9. How are containers moved through a retort operation?

In a batch retort operation, the type of material handling equipment needed is determined by the type and volume of containers moving through it. Rigid containers such as cans and glass bottles/jars are loaded into baskets by sweep-type loaders and unloaders. Fragile and semi-rigid containers such as pouches and plastic bowls, cups, trays or pouches are loaded into retort trays by robotic systems or gantry-type loaders/unloaders. Plastic bottles are loaded and unloaded from baskets and specialized cartridge like trays by fragile container handling systems. Depending on the throughput needs and the diameter of the retorts, the product is either manually moved to and from the retorts by multiple operators pushing baskets or tray stacks of product on carts/trolleys.
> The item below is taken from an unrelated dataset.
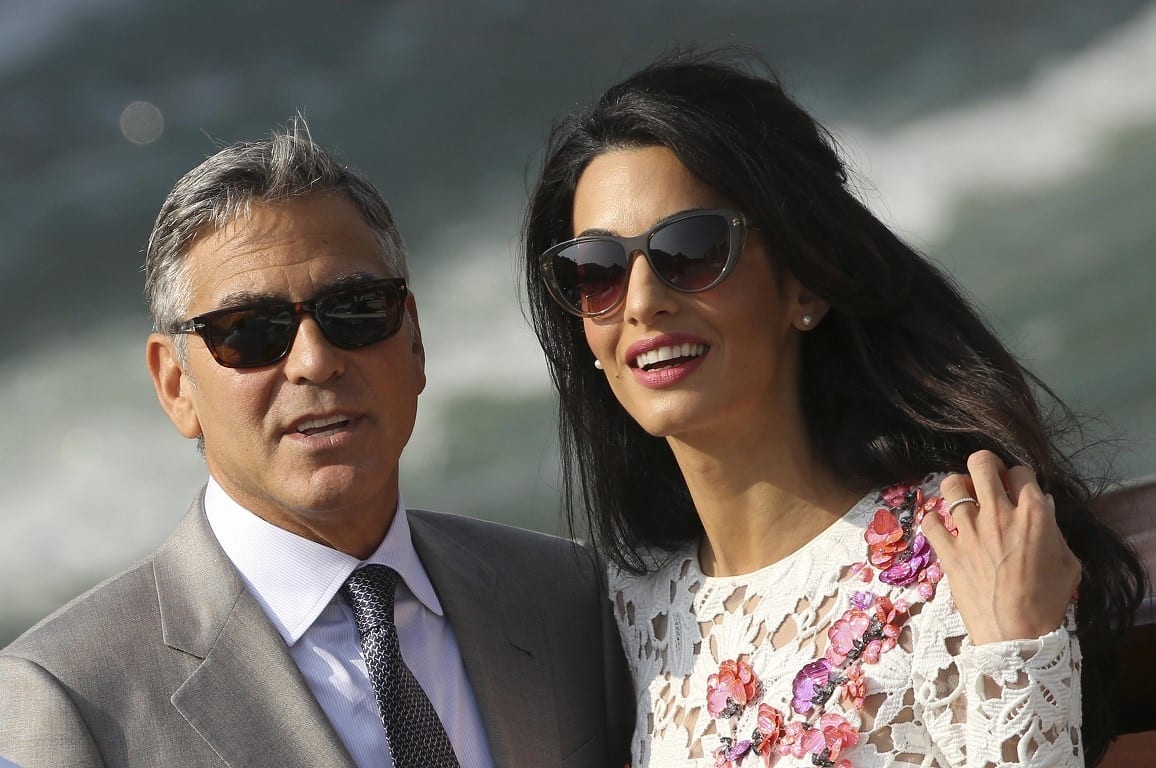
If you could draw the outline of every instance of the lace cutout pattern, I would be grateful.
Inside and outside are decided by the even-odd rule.
[[[939,480],[928,478],[925,492],[938,494]],[[634,768],[714,766],[729,733],[707,712],[707,679],[724,660],[749,664],[760,701],[790,711],[795,674],[824,655],[828,631],[863,588],[852,564],[865,559],[864,531],[879,506],[879,494],[868,494],[794,554],[743,576],[705,576],[696,545],[641,577],[611,567],[637,692]],[[948,579],[926,602],[911,600],[912,589],[872,584],[878,595],[909,600],[911,616],[898,645],[863,668],[864,706],[842,713],[861,738],[843,757],[855,768],[1082,766],[1072,612],[1039,639],[975,646]],[[740,715],[740,733],[755,730],[756,710]],[[774,755],[769,764],[811,761]]]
Or automatically transported to and from the retorts and loading and unloading system by specialized conveyors and/or shuttles, thus making the entire retort room fully automated and capable of being operated by one or two people.

10. How can retort processing be more sustainable?

There is really no way of getting around the fact that retorts consume large amounts of energy (heating) and water (cooling). There are however ways to “recycle” these resources in most cases. For example, Steam Heat Recovery Systems recapture the steam vented during the vent stage of a steam retort, thus creating a hot water source that can be used elsewhere in the plant. Water Recovery Systems reuse the hot and temperate water that is used to cool the product after the heating steps of a retort process.